As originally used in GO, the part_of relationship was not rigorously defined. This led to a number of problems, one of the biggest ones being that the part_of relationship in GO was being used with different levels of stringency: in some cases all of the subclass is part of some of the superclass (all-some), while in others only some of the subclass is part of some of the superclass [17]. For example, the TRAMP complex is found only in the nucleus, while the exosome complex is found in both the cytoplasm and the nucleus yet in GO both complexes had the same part_of relation to nucleus, with the exosome complex having a further part_of relation to cytoplasm. To remedy this situation, the scope of the part_of relationship was limited to specifically refer to the all-some relationship, and the graph altered accordingly. Further, new relationship types have been introduced [18] to address other consistency issues with the use of part_of in GO:
• Regulation Relationships
Before the introduction of the regulation relationships, all regulatory processes in GO were made part_of the processes they regulated, which was insufficient to capture the biology because not all regulatory processes are integral to the processes they regulate. For example, a kinase which phosphorylates a transcription factor and thus regulates its translocation from the cytoplasm to the nucleus regulates transcription. However, the kinase is not part of the transcription machinery and thus does not itself play a direct role in the process of transcription.
• Has_part relationship
The use of the part_of relationship in the spliceosomal component terms led to a logical flaw, sometimes referred to as a true path violation, in the ontology. The term "U5 snRNP" was a part_of descendant of both the term "major (U2-dependent) spliceosome" and the term "minor (U12-dependent) spliceosome". Most eukaryotic organisms have two forms of spliceosomes, each of which contains five snRNP complexes, four which are unique to that type, and one which is found in both types of spliceosomes. While it is true biologically that both the major (U2) and the minor (U12) forms of the spliceosome contain the U5 snRNP, any specific U5 snRNP complex is not present in both forms of the spliceosome at the same time. Further, some organisms, e.g. S. cerevisiae, do not have the minor spliceosome. The "U5 snRNP" part_of the "minor (U12-dependent) spliceosome" relationship leads to the conclusion that the S. cerevisiae genes annotated to the term "U5 snRNP" are present in the minor spliceosome, which is not true.
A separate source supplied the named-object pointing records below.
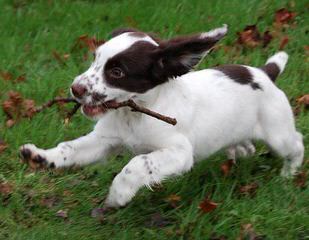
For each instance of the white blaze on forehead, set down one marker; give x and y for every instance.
(119, 44)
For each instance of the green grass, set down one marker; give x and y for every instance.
(31, 30)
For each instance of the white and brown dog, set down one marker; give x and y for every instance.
(215, 108)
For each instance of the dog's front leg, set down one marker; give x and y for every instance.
(81, 151)
(147, 169)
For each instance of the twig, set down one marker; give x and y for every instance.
(136, 108)
(109, 105)
(54, 101)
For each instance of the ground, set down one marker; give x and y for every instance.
(37, 40)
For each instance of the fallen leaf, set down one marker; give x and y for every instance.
(303, 100)
(3, 146)
(62, 214)
(21, 78)
(29, 107)
(58, 57)
(16, 107)
(131, 21)
(267, 37)
(218, 237)
(66, 56)
(249, 37)
(284, 16)
(10, 123)
(300, 180)
(249, 189)
(284, 42)
(99, 213)
(89, 42)
(247, 232)
(5, 189)
(157, 220)
(6, 76)
(49, 201)
(173, 200)
(226, 167)
(207, 205)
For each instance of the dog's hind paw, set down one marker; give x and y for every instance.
(34, 157)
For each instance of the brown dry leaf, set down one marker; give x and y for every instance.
(249, 37)
(21, 78)
(49, 202)
(5, 189)
(303, 100)
(247, 232)
(157, 220)
(58, 57)
(66, 56)
(7, 76)
(16, 107)
(62, 214)
(89, 42)
(99, 214)
(131, 21)
(284, 16)
(15, 97)
(29, 107)
(10, 123)
(249, 189)
(218, 237)
(226, 167)
(300, 180)
(267, 37)
(284, 42)
(173, 200)
(207, 205)
(3, 146)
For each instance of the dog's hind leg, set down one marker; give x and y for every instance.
(279, 133)
(81, 151)
(243, 149)
(145, 170)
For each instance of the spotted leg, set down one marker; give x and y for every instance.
(81, 151)
(145, 170)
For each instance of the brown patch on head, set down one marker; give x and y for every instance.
(145, 65)
(272, 70)
(137, 34)
(136, 64)
(239, 74)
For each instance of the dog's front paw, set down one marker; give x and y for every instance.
(34, 157)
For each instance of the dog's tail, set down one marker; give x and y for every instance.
(275, 65)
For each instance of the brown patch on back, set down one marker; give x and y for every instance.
(120, 31)
(239, 74)
(272, 70)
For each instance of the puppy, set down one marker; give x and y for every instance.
(215, 108)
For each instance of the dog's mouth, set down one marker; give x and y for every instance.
(98, 109)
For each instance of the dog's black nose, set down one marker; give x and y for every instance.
(78, 90)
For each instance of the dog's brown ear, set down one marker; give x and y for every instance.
(119, 31)
(178, 56)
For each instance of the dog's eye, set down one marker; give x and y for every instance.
(116, 73)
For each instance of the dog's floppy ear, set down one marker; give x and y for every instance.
(119, 31)
(178, 56)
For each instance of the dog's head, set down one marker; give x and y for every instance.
(133, 62)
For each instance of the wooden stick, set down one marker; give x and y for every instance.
(110, 105)
(136, 108)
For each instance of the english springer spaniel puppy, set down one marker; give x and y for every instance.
(222, 107)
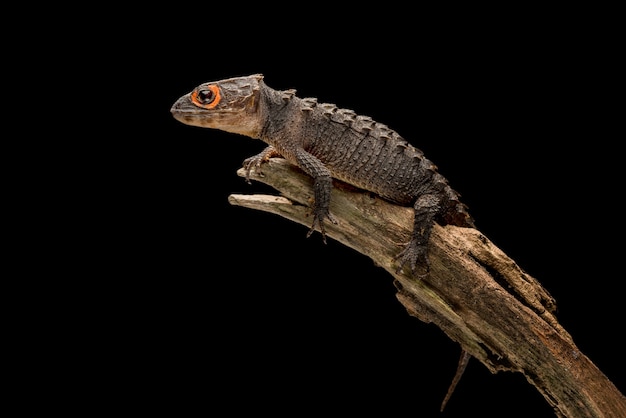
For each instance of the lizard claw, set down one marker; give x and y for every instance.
(319, 220)
(253, 163)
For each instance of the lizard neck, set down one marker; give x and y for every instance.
(280, 119)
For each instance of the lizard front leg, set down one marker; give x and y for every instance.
(256, 161)
(415, 254)
(322, 186)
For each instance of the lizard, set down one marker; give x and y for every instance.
(328, 142)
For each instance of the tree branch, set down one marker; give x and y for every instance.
(474, 292)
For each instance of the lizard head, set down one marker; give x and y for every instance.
(230, 105)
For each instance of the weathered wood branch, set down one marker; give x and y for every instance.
(475, 293)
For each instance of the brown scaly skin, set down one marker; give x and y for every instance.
(328, 142)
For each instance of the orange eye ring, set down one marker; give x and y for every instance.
(207, 97)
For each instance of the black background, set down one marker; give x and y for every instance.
(211, 307)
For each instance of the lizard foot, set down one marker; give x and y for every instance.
(319, 220)
(414, 256)
(254, 163)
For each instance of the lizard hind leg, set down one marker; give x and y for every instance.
(415, 253)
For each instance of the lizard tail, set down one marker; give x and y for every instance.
(465, 356)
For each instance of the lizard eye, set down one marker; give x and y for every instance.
(207, 97)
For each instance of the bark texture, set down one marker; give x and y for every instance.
(474, 293)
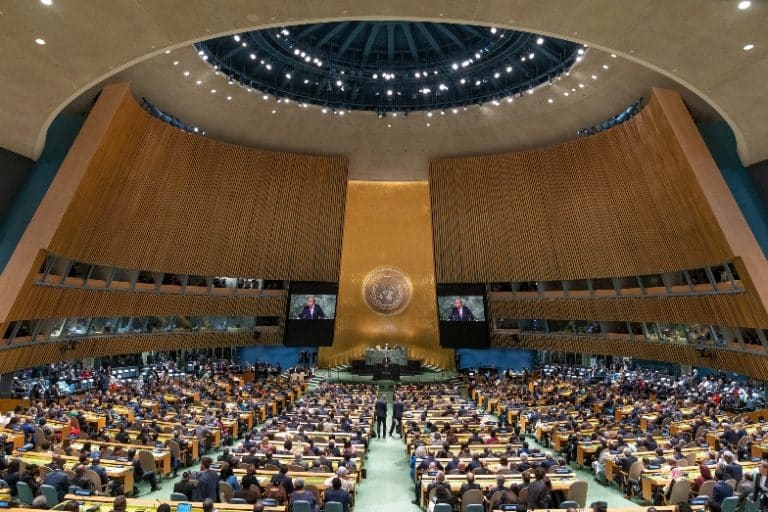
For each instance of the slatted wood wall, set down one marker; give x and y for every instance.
(751, 364)
(620, 203)
(161, 199)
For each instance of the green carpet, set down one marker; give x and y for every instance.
(388, 486)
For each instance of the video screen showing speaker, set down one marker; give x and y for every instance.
(311, 314)
(462, 310)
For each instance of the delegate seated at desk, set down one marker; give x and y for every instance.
(312, 311)
(460, 312)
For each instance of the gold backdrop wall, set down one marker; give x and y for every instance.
(387, 225)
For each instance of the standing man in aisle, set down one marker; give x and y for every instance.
(381, 417)
(397, 417)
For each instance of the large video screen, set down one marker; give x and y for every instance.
(311, 314)
(462, 312)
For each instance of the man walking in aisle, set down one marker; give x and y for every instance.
(397, 417)
(381, 417)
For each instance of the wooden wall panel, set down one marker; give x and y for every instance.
(620, 203)
(45, 353)
(753, 365)
(53, 302)
(161, 199)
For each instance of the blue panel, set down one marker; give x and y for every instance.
(501, 358)
(722, 144)
(60, 137)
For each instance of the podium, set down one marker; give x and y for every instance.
(390, 371)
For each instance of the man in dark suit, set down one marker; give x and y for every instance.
(207, 482)
(336, 493)
(312, 311)
(720, 491)
(460, 312)
(397, 417)
(381, 417)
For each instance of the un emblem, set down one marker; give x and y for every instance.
(387, 291)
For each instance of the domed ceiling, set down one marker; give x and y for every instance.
(390, 66)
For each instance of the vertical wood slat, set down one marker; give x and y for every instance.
(158, 198)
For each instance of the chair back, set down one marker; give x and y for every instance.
(301, 506)
(226, 492)
(635, 470)
(680, 491)
(25, 493)
(578, 493)
(147, 461)
(705, 489)
(51, 496)
(729, 504)
(471, 497)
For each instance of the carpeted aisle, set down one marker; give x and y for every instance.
(388, 486)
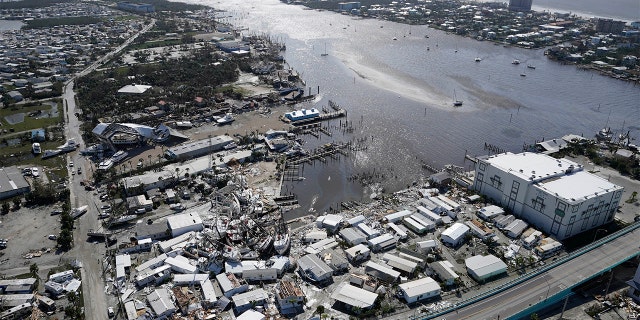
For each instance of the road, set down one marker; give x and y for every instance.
(89, 253)
(520, 297)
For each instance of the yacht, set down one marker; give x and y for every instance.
(35, 148)
(228, 118)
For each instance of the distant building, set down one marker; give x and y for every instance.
(520, 5)
(348, 6)
(609, 26)
(554, 195)
(137, 7)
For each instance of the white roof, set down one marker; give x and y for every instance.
(184, 220)
(456, 231)
(578, 186)
(360, 248)
(532, 166)
(393, 217)
(419, 287)
(134, 88)
(485, 265)
(251, 315)
(380, 239)
(247, 297)
(160, 301)
(354, 296)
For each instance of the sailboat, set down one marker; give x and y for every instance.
(456, 102)
(324, 54)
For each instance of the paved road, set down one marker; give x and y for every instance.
(547, 284)
(90, 254)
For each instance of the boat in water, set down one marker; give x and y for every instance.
(35, 148)
(456, 102)
(282, 243)
(228, 118)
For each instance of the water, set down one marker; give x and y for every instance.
(627, 10)
(399, 96)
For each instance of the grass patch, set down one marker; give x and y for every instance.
(29, 123)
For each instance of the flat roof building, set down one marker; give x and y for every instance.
(555, 195)
(485, 268)
(454, 235)
(420, 289)
(354, 296)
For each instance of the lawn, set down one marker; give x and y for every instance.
(30, 123)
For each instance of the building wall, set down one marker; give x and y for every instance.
(547, 212)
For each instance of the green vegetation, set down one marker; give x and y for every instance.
(52, 22)
(163, 5)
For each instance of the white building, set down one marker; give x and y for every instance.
(484, 268)
(420, 289)
(384, 273)
(454, 235)
(354, 296)
(358, 253)
(180, 224)
(353, 236)
(383, 242)
(314, 269)
(445, 272)
(161, 303)
(247, 300)
(554, 195)
(489, 213)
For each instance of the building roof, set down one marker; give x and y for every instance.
(578, 186)
(11, 179)
(250, 296)
(456, 231)
(419, 287)
(354, 296)
(160, 301)
(134, 89)
(311, 264)
(485, 265)
(532, 166)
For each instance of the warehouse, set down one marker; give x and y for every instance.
(420, 289)
(358, 253)
(401, 264)
(397, 216)
(515, 228)
(445, 272)
(182, 223)
(384, 273)
(12, 183)
(354, 297)
(489, 213)
(313, 268)
(353, 236)
(198, 148)
(485, 268)
(555, 195)
(454, 235)
(383, 242)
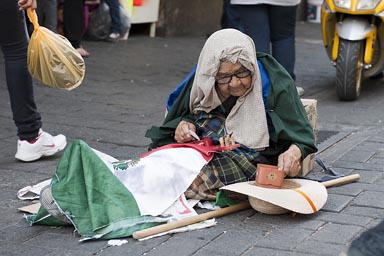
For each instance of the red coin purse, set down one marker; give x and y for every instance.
(269, 176)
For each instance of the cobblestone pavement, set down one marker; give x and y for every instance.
(123, 94)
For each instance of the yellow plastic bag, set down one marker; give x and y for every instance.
(52, 59)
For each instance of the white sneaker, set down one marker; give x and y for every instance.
(300, 90)
(44, 145)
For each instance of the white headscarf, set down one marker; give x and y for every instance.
(247, 119)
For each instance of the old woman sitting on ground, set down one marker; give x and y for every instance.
(248, 95)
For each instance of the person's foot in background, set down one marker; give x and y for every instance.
(83, 52)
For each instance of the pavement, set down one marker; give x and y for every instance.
(124, 93)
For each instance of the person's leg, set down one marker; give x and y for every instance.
(283, 24)
(232, 18)
(73, 15)
(114, 12)
(14, 44)
(255, 23)
(50, 14)
(33, 142)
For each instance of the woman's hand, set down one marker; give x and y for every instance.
(289, 161)
(228, 141)
(182, 132)
(24, 4)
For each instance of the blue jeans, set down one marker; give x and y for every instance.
(272, 28)
(14, 44)
(114, 11)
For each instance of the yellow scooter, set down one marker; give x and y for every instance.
(353, 36)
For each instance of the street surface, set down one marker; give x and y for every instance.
(124, 93)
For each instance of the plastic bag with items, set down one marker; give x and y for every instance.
(52, 60)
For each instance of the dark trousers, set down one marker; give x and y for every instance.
(272, 28)
(14, 44)
(73, 15)
(47, 14)
(114, 12)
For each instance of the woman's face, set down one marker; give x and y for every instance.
(232, 79)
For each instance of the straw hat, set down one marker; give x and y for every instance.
(297, 195)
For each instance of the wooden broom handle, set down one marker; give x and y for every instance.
(341, 180)
(190, 220)
(221, 212)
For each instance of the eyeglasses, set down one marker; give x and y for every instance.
(227, 79)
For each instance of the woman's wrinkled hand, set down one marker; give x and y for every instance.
(290, 160)
(182, 134)
(24, 4)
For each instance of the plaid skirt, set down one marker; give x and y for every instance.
(226, 167)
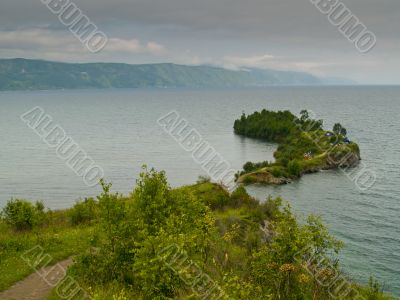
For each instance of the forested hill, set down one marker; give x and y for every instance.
(23, 74)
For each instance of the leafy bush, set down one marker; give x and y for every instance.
(84, 211)
(294, 168)
(23, 215)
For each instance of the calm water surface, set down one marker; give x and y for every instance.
(119, 131)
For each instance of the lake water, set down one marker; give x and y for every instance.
(119, 130)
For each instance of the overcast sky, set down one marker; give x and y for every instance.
(277, 34)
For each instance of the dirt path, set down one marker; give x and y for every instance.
(34, 287)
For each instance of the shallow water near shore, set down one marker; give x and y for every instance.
(119, 130)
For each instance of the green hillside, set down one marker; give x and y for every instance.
(23, 74)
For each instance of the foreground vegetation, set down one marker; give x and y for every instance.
(226, 246)
(303, 146)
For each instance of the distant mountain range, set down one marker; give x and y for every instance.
(26, 74)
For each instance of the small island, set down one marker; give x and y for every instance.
(303, 146)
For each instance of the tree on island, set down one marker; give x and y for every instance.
(339, 129)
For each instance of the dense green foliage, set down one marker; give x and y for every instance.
(56, 236)
(23, 74)
(248, 249)
(303, 145)
(242, 248)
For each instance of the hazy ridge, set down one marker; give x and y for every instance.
(25, 74)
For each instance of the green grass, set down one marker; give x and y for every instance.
(60, 241)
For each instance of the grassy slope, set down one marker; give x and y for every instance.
(62, 240)
(59, 240)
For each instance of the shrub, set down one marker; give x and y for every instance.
(84, 212)
(21, 214)
(294, 168)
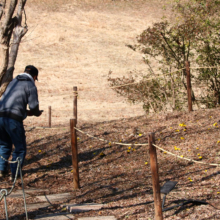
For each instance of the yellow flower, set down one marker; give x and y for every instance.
(176, 148)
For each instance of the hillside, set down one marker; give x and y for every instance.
(77, 43)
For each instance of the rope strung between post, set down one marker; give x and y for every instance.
(15, 161)
(184, 158)
(107, 141)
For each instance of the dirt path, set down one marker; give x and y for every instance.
(78, 46)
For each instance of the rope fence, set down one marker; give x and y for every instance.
(184, 158)
(107, 141)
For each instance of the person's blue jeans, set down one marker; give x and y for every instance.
(11, 132)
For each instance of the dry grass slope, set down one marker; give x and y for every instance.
(76, 44)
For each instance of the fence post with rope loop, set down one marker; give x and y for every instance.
(75, 94)
(189, 87)
(74, 153)
(155, 177)
(49, 116)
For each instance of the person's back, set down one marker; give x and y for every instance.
(20, 92)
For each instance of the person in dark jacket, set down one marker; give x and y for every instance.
(20, 92)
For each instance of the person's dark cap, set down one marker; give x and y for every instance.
(31, 70)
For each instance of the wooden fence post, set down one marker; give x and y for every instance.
(155, 177)
(189, 88)
(74, 153)
(49, 116)
(75, 103)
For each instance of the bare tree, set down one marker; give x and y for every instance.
(11, 12)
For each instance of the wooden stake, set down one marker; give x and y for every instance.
(49, 116)
(75, 103)
(189, 88)
(155, 177)
(74, 154)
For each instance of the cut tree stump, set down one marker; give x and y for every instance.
(55, 197)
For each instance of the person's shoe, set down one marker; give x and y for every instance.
(3, 174)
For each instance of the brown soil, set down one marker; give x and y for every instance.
(76, 44)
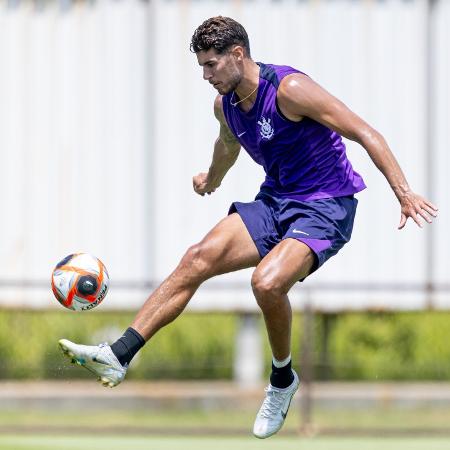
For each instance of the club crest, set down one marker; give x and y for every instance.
(266, 129)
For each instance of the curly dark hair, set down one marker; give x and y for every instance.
(219, 33)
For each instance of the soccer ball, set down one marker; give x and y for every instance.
(80, 282)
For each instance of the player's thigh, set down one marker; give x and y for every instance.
(288, 262)
(228, 246)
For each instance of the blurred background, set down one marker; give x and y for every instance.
(105, 118)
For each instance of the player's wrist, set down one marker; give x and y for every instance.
(401, 190)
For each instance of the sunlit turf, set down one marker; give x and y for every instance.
(227, 420)
(76, 442)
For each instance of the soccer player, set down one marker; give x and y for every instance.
(302, 215)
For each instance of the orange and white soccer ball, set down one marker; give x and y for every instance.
(80, 282)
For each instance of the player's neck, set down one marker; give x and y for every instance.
(247, 90)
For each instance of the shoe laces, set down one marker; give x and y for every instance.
(272, 403)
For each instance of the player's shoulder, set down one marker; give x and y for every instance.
(218, 108)
(293, 82)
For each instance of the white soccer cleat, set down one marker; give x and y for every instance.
(273, 411)
(98, 359)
During a major revision of the spliceosomal complex terms, new terms were added to represent the different spliceosomal complexes that are recognized during various stages of the spliceosomal assembly/disassembly cycle. The has_part relationship was then used to capture the biological relationships between some of the large spliceosomal complexes and the smaller snRNP complexes, thus more accurately describing relationships between complexes and subcomplexes in the cellular component ontology (and similarly in the biological process ontology) that were either misrepresented or not represented previously.